Now, it is certainly theoretically possible that there is a higher rate of child abuse or child murder in home-schooling families. And if there were figures suggesting or proving such a correlation, that would obviously be a legitimate news story. But you will comb these pieces of CBS “journalism” in vain for any such figures, even bogus advocacy numbers, that could even begin to suggest it. In fact, near the end of part 2, we get this: “But it’s hard to know how widespread abuse might be because the government doesn’t keep track. It doesn’t even know how many children are taught at home in this country.”

cbs.jpgWell, whoop-de-doo. In other words, we don’t even know if there’s a story here, but we’re still gonna report it anyway.

This is pure, undiluted journalism-by-anecdote and journalism-as-prejudice-stoking and audience-stroking — the liberal equivalent of conservative tales about welfare queens driving Cadillacs. It’s like Tales from the Crypt, only not as campy. See the Manhattan and Georgetown cocktail partiers scare each other (booga, booga) with dark stories on Halloween night of the “unregulated” things they hear go on in the red states, and what you can learn if you drag a $100 bill through a trailer park.

Just for fun, let’s try this method of “journalism” with … hmmm … the Springfield, Ore., school shooting. Kip Kinkel killed two classmates and wounded 25 others after murdering his parents, both schoolteachers. Would focusing on that angle (the killer’s home situation and his being raised by two schoolteachers) ever be done, well, actually … PBS did focus on this shooting in a Frontline episode here. There is even a section called “blame” section here focuses on video games, music and guns (all perfectly plausible contributing factors), but couldn’t it have centered around his family situation and how schoolteachers raise children to become killers? In fact, I’ll bet it’s hard to know how widespread children of teachers becoming killers might be because the government doesn’t keep track. It doesn’t even know how many children schoolteachers have in this country.

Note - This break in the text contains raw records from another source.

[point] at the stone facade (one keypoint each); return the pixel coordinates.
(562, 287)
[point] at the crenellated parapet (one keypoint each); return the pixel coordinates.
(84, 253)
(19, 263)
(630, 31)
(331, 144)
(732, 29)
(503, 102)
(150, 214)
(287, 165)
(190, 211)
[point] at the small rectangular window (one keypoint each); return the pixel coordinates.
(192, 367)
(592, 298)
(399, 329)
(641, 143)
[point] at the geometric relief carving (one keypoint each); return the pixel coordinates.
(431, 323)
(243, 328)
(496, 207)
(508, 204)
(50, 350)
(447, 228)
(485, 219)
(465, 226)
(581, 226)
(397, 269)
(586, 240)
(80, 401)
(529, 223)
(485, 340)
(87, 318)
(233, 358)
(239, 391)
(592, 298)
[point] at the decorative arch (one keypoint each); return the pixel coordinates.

The ugliest part of these reports comes in part 2’s bid to blame home schooling for the Andrea Yates murders. Exqueeze me? Baking powder? Of the five children she drowned (Noah 7, John 5, Luke 3, Paul 2, and Mary, 6 months), only one was definitely school-aged, so her family’s home-schooling decision could have burdened her only slightly beyond what a woman with that many children would have if the family choose public-schooling. And how many other contributing factors *were* there in her case — post-partum depression, living in a trailer with that many children, being on powerful prescription drugs, only just out of a mental hospital. All this was widely reported at the time, and led to quite a bit of “I can see how all that would drive her to this” sympathy on her behalf (rightly or wrongly). But we’re now supposed to believe that this is an example of Home Schooling Syndrome. Puh-frickin-leez.

I carry no brief for home-schoolers — I am single with no children and am a product myself of public and Catholic schools. A few are a bit fruity in that “Protect Our Children From The Atheist ATF And Their Black Helicopters” way. But those CBS pieces were so sloppily done, such a failure measured by the basic canons of journalism, that the only way a prestigious news network could publish them would be an expression of naked prejudice. Just because they’re paranoid doesn’t mean they’re not persecuted.

UPDATE:
I deliberately didn’t address the substance of the charges, the details of the cases, and the home-school regulation schemas in the states in question because all that is simply beyond my knowledge. Further, I didn’t need to know them to realize how slipshod the smear-by-anecdote story was. Well, there are now some rebuttals on the merits here and here, although you need to go down a little to get to the meat of the latter article’s details. Also near the end of this article, columnist Zan Tyler quotes a 1979 Supreme Court decision that already rejects the implicit reasoning in the CBS piece — that state regulations on all parents are justified merely on the basis that some abuse their children.